Elles pourraient, à cette occasion, demander à Boeing des « modifications supplémentaires » sur l’appareil. Notamment l’installation, à l’instar d’Airbus, de trois sondes au lieu d’une seule pour Boeing pour aider à la stabilisation de l’avion. Elles pourraient aussi exiger des temps de formation en sus pour les pilotes. Dans cette hypothèse, le MAX ne devrait pas reprendre l’air avant le printemps 2020.

Rien ne dit que toutes les autorités seront d’accord au même moment pour la reprise des vols. La Chine, un des premiers pays à avoir décidé de clouer l’appareil au sol, pourrait se montrer tatillonne. Pékin pourrait en faire une arme dans son conflit commercial avec les Etats-Unis. Une mauvaise nouvelle pour Boeing, car la Chine représente 30 % de son carnet de commandes. Jusqu’au 13 mars, l’avionneur américain avait engrangé plus de 5 000 commandes pour son MAX, contre plus de 6 000 pour l’A320neo d’Airbus.

Confronté à une immobilisation de longue durée, Boeing devrait de nouveau ralentir ses cadences de production. En avril, le groupe était déjà passé de 52 exemplaires sortis des chaînes chaque mois à 42. Dans cette perspective, il ne devrait pas annoncer de licenciements, mais procéder à « des réductions du temps de travail », prévoit ASC, notamment en recourant au « chômage technique ».

Surtout, une interdiction à rallonge aura « un impact sur la trésorerie » du constructeur de Seattle (Washington). Avec un prix de vente de chaque MAX compris entre 50 millions et 60 millions d’euros, ce sont de 1 milliard à 1,5 milliard de dollars (jusqu’à 1,3 milliard d’euros) qui partent en fumée chaque mois pour Boeing. Selon ASC, « la trésorerie de Boeing sera insuffisante vers la fin de l’année ». En revanche, c’est une fortune gigantesque qui va s’accumuler sur les tarmacs.
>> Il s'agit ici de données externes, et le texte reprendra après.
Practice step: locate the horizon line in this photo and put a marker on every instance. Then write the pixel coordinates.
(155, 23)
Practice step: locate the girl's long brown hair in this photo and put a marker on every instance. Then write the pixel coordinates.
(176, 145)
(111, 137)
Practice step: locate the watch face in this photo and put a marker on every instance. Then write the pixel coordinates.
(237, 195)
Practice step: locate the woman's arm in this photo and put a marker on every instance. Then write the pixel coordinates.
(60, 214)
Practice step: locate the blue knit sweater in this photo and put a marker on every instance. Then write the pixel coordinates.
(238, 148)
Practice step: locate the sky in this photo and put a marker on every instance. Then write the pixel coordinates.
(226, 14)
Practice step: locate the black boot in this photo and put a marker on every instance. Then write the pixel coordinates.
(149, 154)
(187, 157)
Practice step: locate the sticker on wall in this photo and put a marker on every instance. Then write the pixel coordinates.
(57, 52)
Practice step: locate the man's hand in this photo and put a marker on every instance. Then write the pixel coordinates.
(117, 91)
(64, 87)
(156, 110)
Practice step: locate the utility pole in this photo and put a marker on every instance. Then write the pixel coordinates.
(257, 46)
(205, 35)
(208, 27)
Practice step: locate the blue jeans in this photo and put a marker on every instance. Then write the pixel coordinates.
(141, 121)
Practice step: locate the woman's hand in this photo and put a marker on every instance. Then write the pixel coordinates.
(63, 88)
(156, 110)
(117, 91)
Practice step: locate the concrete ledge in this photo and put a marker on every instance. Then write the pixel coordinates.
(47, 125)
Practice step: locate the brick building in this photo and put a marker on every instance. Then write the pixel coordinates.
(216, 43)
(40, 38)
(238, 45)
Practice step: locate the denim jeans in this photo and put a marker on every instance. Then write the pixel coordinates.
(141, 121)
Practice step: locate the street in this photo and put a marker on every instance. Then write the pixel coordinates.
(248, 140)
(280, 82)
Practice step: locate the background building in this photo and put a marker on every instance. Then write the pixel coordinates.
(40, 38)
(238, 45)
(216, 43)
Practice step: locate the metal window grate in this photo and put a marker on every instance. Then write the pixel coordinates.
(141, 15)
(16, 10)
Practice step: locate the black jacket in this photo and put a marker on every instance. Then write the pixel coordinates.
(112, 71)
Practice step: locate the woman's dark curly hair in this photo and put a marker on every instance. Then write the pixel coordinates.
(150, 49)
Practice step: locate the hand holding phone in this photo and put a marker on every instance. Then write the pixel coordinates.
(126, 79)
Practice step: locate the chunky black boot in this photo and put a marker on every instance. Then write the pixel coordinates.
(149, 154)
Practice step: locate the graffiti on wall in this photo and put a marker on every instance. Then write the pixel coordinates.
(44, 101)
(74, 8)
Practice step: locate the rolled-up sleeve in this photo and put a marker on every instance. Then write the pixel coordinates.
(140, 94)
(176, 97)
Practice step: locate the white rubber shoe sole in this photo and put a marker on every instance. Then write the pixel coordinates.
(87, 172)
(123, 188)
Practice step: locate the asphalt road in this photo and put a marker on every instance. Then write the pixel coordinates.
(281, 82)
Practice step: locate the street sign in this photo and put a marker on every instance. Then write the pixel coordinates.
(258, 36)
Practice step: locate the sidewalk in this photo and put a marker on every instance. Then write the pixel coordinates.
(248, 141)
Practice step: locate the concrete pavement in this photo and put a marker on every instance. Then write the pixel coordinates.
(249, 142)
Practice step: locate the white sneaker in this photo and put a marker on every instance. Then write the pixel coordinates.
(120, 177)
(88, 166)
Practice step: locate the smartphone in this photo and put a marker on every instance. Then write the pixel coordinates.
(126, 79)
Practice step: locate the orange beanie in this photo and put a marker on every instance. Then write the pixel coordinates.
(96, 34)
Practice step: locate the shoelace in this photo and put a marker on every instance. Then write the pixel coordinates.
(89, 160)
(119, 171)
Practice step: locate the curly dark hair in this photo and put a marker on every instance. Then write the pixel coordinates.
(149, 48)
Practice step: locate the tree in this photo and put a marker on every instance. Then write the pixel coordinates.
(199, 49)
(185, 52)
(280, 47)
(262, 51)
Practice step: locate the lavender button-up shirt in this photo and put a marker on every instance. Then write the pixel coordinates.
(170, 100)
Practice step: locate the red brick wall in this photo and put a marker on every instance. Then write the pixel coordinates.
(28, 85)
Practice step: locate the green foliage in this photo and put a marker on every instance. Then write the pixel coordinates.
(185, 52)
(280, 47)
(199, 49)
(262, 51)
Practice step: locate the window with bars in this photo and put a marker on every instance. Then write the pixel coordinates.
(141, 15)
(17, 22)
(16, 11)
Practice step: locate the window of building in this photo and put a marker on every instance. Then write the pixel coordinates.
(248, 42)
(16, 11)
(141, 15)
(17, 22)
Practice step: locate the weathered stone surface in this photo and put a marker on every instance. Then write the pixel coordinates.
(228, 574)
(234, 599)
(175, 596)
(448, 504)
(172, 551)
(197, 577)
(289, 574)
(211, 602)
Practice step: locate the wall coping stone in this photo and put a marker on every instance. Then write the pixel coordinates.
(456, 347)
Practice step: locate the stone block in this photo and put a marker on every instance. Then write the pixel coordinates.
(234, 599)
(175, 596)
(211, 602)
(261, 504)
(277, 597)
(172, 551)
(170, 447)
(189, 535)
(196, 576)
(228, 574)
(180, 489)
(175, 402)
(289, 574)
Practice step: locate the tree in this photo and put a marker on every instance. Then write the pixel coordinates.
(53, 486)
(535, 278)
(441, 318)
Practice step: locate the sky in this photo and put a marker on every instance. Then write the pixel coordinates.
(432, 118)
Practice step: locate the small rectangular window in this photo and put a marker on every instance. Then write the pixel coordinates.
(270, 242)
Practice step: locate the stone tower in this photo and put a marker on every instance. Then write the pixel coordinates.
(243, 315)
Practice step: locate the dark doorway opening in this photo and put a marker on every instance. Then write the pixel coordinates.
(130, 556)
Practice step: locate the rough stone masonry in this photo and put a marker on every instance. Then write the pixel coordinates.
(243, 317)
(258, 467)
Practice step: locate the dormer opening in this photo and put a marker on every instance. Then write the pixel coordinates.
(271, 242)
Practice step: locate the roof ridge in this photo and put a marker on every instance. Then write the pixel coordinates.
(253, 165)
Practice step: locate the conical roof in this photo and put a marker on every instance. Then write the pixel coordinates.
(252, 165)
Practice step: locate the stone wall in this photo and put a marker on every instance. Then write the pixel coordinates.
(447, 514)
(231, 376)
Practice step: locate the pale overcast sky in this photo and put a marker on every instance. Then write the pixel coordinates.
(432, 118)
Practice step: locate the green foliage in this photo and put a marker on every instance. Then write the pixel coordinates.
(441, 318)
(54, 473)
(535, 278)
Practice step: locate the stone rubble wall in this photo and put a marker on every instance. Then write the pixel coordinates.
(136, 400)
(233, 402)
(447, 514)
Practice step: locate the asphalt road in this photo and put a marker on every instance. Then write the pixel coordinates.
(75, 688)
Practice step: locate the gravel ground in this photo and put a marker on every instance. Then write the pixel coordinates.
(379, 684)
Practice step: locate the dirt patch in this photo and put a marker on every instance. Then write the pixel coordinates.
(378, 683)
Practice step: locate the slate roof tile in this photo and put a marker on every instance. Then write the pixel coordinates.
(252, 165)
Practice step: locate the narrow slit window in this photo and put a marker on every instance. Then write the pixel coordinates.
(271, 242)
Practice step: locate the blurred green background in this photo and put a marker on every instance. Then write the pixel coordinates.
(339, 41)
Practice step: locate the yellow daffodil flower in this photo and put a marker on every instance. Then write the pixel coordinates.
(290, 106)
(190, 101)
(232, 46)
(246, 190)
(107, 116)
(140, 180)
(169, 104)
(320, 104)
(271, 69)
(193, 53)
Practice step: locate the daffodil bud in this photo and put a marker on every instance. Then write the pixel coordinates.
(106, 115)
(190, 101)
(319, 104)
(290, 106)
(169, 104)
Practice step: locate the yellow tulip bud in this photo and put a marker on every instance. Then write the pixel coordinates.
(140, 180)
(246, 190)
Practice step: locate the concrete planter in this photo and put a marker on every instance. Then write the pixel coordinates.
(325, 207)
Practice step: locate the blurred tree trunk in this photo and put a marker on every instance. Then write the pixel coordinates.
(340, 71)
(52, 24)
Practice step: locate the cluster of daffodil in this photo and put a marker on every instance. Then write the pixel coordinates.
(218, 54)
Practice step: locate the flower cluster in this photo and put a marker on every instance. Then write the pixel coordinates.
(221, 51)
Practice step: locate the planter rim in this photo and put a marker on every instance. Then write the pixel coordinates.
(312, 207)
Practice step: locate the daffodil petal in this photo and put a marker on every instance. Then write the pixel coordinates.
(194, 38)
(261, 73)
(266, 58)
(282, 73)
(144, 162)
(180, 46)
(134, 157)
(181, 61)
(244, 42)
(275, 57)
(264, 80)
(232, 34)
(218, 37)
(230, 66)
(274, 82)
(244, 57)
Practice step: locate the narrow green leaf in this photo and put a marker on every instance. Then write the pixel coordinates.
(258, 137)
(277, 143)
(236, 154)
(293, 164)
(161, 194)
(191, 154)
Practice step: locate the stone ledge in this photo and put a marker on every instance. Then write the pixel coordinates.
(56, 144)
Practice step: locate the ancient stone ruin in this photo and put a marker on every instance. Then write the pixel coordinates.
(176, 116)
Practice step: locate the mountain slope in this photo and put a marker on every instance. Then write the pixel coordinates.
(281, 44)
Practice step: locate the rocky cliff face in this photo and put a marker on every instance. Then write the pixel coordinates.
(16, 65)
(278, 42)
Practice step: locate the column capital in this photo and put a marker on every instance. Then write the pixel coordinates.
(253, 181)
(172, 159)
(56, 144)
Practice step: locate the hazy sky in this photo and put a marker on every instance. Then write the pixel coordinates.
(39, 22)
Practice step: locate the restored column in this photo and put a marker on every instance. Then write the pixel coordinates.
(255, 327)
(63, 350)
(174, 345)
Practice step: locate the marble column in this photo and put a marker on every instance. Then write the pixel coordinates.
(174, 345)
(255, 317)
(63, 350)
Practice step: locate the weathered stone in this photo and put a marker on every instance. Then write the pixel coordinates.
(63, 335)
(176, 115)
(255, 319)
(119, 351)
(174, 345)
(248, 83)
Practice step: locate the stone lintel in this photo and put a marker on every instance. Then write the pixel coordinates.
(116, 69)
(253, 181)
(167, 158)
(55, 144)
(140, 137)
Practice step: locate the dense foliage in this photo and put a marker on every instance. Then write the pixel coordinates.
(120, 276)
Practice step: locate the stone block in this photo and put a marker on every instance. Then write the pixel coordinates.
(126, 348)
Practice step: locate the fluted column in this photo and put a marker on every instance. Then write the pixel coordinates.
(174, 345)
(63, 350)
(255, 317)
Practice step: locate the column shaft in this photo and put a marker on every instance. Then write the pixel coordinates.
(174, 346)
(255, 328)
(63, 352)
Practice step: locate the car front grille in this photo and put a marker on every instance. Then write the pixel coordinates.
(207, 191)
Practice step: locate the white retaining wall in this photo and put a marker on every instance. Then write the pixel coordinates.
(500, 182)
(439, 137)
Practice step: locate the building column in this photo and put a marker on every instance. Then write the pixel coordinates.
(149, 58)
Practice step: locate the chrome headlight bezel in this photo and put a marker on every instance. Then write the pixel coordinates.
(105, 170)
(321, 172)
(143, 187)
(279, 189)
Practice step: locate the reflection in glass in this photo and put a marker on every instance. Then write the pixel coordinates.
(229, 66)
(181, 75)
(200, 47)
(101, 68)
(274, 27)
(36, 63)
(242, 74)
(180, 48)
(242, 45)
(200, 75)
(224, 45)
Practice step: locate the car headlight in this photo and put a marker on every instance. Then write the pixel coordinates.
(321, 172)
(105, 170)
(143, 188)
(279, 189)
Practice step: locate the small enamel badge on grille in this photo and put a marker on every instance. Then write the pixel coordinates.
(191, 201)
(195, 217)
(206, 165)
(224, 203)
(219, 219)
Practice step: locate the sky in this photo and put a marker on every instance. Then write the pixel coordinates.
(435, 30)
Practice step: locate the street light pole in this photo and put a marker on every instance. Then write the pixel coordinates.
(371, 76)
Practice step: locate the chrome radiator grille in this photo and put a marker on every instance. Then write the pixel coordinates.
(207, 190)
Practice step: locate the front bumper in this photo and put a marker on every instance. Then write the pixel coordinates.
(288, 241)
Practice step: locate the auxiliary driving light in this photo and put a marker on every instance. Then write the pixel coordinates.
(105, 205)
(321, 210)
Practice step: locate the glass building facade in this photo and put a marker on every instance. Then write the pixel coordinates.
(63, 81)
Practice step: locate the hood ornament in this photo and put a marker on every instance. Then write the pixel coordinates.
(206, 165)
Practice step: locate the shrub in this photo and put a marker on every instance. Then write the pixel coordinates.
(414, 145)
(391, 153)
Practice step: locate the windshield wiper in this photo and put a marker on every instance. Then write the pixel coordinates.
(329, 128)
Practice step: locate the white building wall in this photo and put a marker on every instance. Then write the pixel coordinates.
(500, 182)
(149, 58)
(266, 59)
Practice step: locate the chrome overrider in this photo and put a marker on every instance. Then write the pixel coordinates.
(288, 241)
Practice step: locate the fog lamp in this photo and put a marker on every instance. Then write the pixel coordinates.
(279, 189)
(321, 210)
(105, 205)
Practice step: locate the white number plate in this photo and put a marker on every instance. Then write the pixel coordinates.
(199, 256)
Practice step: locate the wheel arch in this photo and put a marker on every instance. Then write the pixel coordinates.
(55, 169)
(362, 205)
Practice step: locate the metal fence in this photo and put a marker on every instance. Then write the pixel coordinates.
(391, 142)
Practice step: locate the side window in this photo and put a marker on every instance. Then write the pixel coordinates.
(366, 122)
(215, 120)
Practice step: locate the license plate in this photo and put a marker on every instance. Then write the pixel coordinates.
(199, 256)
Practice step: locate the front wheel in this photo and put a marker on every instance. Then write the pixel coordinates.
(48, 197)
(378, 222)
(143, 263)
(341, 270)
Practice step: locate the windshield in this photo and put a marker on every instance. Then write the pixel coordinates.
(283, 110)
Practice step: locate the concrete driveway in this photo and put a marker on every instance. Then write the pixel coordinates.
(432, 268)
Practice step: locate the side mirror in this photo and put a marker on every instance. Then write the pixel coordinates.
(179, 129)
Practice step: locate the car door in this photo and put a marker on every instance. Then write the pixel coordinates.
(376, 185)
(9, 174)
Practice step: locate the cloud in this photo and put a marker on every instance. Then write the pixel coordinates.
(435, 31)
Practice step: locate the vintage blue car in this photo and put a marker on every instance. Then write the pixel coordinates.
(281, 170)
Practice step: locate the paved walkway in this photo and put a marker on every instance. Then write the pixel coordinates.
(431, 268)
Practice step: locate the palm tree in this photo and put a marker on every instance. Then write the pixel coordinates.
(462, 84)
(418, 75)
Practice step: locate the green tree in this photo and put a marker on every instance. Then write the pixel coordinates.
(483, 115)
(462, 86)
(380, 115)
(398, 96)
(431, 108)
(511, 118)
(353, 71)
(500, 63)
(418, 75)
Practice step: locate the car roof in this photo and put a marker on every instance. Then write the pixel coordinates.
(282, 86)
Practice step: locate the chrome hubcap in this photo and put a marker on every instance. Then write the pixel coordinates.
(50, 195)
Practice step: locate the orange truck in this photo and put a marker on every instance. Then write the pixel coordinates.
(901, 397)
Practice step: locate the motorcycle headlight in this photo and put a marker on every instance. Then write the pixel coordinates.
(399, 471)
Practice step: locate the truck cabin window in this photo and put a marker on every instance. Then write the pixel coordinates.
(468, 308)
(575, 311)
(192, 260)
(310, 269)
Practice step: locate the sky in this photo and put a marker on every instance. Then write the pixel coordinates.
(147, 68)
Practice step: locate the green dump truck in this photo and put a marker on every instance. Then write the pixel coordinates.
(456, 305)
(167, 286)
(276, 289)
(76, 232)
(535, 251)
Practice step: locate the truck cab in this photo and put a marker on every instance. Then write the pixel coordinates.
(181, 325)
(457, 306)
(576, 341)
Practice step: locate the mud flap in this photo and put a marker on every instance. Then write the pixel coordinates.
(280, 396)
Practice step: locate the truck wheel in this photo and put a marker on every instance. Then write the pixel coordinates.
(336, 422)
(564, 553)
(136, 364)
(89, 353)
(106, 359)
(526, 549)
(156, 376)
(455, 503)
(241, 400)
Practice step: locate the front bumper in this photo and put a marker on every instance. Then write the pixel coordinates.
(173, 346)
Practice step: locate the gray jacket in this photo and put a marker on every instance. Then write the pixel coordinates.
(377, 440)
Fin 2019, les 430 appareils cloués au sol seront valorisés 17 milliards de dollars.

Dans le sillage de Boeing, c’est toute la chaîne de fournisseurs du 737 MAX qui va souffrir. A la différence d’Airbus, qui a fait le choix d’équipementiers multiples, l’américain privilégie la source unique. Les moteurs du MAX sont produits en exclusivité par CFM, une entreprise détenue à 50-50 par le motoriste français Safran et l’américain GE. Le manque à gagner de CFM pourrait atteindre entre 800 millions et 1,2 milliard de dollars à la fin 2019. Selon ASC, les fournisseurs pourraient perdre entre 15 % et 25 % de leur chiffre d’affaires cette année.

Face à cette perte sèche, « Boeing devra faire attention à ce que ses fournisseurs ne meurent pas », signale ASC, si le constructeur veut redémarrer la production de son avion, une fois le feu vert des autorités reçu. Pour l’heure, les équipementiers ne veulent pas croire à ce scénario catastrophe. « Le pire n’est jamais sûr. Nous ferons le dos rond avec Boeing », se défend l’un d’entre eux, qui souhaite rester anonyme. Toutefois, il ajoute : « Si l’immobilisation doit dépasser l’été, cela peut aller très loin. La traversée du désert sera très longue » pour Boeing.

Il n’empêche, la crise du MAX va coûter très cher. Entre les coûts de maintenance des appareils cloués au sol, les dédommagements aux compagnies privées de leurs avions, les ristournes en direction des fournisseurs pour combler leur manque à gagner et, surtout, les indemnités versées aux familles et aux proches des 346 victimes des deux crashs, ce sont près de 10 milliards de dollars que Boeing pourrait devoir débourser.

Une somme qui engloutira les 10 milliards de dollars de bénéfices engrangés par l’américain en 2018. Ce montant correspond à l’investissement qu’aurait dû consentir Boeing s’il avait choisi de développer un nouveau programme plutôt que de remotoriser à la va-vite un 737 conçu dans les années 1960 et qui apparaît, aux yeux de beaucoup, comme un avion en bout de course.